The fact that the infinite, omnipotent, eternal Son of God could become man and join to a human nature forever, so that infinite God became one person with finite man, will remain for eternity the most profound miracle and the most profound mystery in all the universe. (Wayne Grudem, Systematic Theology)

C. S. Lewis called the birth of Jesus “the Grand Miracle” as “Every other miracle prepares for this, or exhibits this, or results from this…It was the central event in the history of the Earth.” (C. S. Lewis, Miracles) There would be no crucifixion, resurrection, or ascension without the eternal Word becoming flesh.

How important it is for us this Christmas to stop and ponder the Babe of Bethlehem and let ourselves be overwhelmed! Look at the little Christ child and think of today’s Scripture telling us that “in him the whole fullness of deity dwells bodily”. The Son of God did not give up His deity in taking human flesh; the little Babe of Bethlehem is fully God and fully human. Our text tells us that we can know that the “fullness of deity” is in Him and, therefore, we come to “fullness in him”.

False teachers in the apostles’ day, and in ours, preach “fullness” apart from Jesus, a fullness in esoteric teachings and special secret knowledge. But the Gospel is Christ plus nothing! We have fullness of life only in Him.

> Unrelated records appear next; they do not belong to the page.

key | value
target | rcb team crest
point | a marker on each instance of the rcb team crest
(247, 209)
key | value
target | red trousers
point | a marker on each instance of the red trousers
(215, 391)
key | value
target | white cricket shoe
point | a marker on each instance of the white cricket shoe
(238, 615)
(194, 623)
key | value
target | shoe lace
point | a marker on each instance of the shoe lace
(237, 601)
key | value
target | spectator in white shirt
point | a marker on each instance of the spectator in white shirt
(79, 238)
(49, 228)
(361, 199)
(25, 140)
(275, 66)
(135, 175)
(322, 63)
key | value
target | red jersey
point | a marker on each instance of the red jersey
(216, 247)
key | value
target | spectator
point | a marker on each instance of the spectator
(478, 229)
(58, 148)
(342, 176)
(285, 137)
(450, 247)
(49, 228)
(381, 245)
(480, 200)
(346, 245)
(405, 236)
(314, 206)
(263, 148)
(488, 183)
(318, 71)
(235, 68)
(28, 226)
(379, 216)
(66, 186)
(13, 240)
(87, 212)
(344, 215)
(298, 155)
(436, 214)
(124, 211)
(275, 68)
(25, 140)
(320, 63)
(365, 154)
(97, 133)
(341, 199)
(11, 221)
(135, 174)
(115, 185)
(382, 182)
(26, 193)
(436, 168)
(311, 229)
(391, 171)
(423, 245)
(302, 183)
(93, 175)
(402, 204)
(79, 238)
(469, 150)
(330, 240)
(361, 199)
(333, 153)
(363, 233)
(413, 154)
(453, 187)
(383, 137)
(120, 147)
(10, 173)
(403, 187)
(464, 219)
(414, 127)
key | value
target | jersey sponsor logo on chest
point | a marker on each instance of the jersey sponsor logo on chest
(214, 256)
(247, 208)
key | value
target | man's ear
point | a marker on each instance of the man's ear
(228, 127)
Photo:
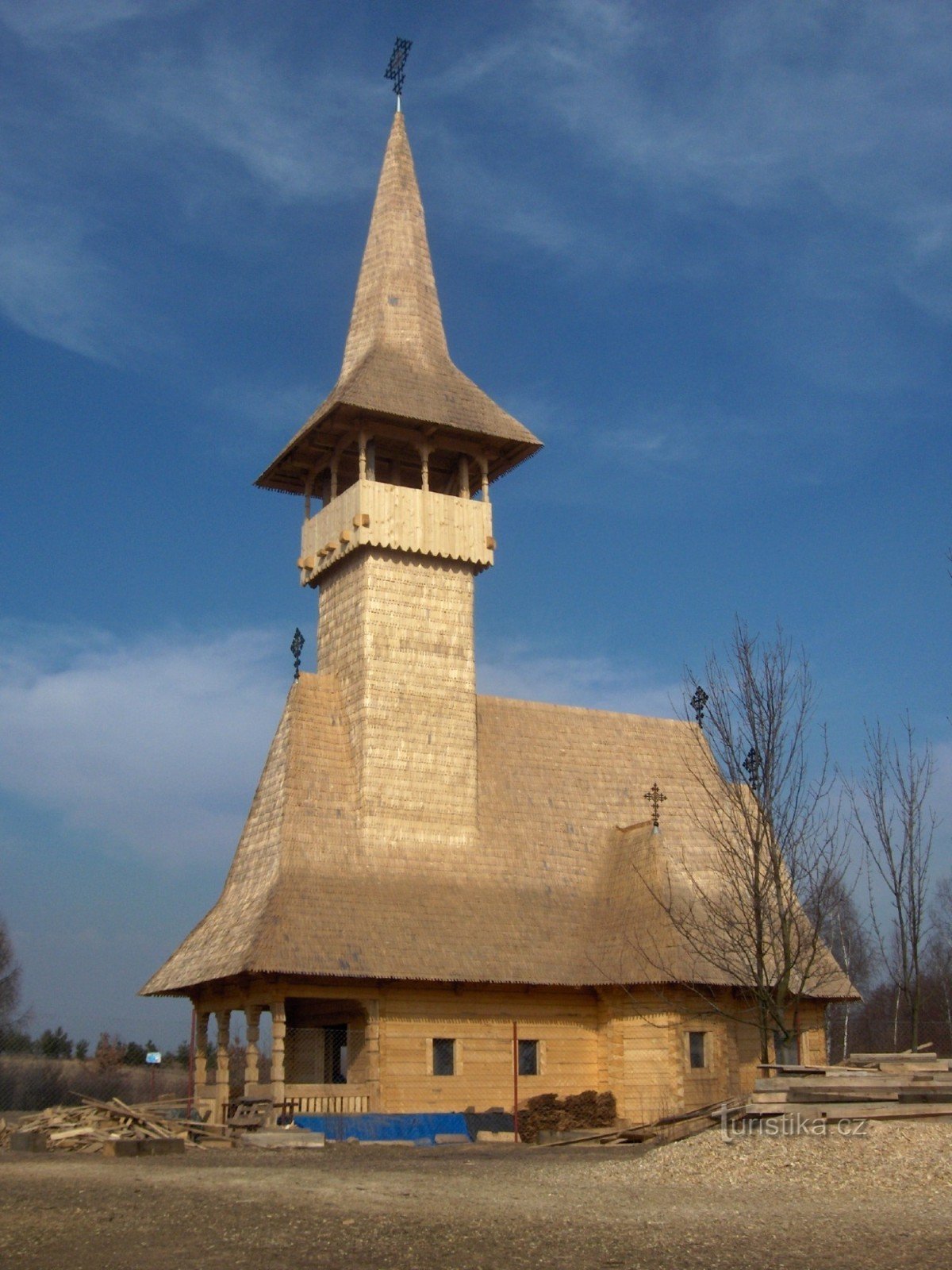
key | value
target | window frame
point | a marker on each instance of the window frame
(454, 1060)
(536, 1057)
(704, 1064)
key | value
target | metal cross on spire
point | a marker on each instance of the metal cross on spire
(655, 798)
(697, 704)
(752, 765)
(395, 67)
(298, 643)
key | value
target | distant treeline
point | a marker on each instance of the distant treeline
(109, 1051)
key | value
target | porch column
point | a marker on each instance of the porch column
(222, 1019)
(372, 1041)
(253, 1018)
(202, 1018)
(278, 1029)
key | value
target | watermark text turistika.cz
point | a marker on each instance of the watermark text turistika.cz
(793, 1126)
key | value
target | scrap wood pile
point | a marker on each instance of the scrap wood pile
(867, 1086)
(94, 1124)
(588, 1110)
(666, 1130)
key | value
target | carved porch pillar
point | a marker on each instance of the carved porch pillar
(253, 1018)
(278, 1030)
(202, 1018)
(221, 1056)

Often in our churches we speak of the “vicarious death” of Christ, about how He died for us in our place. We know that His death is our death, and His rising our rising. Yet Scripture also speaks about the “vicarious life” of Jesus, about how He lives His life for us in our place.

We can look at a cross and think how Jesus died for us. We can also look at a nativity scene and think how Jesus lives for us. From His manger bed to His grave Jesus acts for us, in our place, as God’s faithful representative for the whole human race. His vicarious life is His faithful, all-sufficient obedience to the saving love of the Father. It is through the “fullness” of Jesus that we come to “fullness” in Him.

It is of little surprise, then, to learn that Francis was overwhelmed by wonder as he considered the manger scene and Jesus’ humble birth. Let us also stop to consider and be overwhelmed that the “fullness of deity” dwells bodily in Christ!


  • We talk about Jesus “dying” for us; what would Jesus “living” for us mean for you today?
  • How do you understand the apostle’s phrase: “you have come to fullness in him”?


We spend a lot of time lying down, which makes this posture of prayer a favorite of many. I do some of my best praying lying down between two and three in the morning. Like their contemporaries, Jesus and His disciples ate Passover lying down, symbolic of being free and no longer slaves in Egypt. Lying down embodies rest and peace, our lives secure in God. David wrote in the Psalms: I will both lie down and sleep in peace: for you alone, O LORD, make me lie down in safety (Psalm 4:8). David liked to think of God while lying down and talking with Him: “My soul is satisfied as with a rich feast, and my mouth praises you with joyful lips when I think of you on my bed, and meditate on you in the watches of the night (Psalm 63:5-6).

Lying down is symbolic of knowing ourselves cared for by God: He makes me lie down in green pastures (Psalm 23:2). When we are fretful and anxious, God wants us to lie down and experience our rest and safety in Him.

Today, and every day (and night) of the Second Week of Advent pray the Lord’s Prayer while lying down. As you pray let yourself go into God’s strong hands.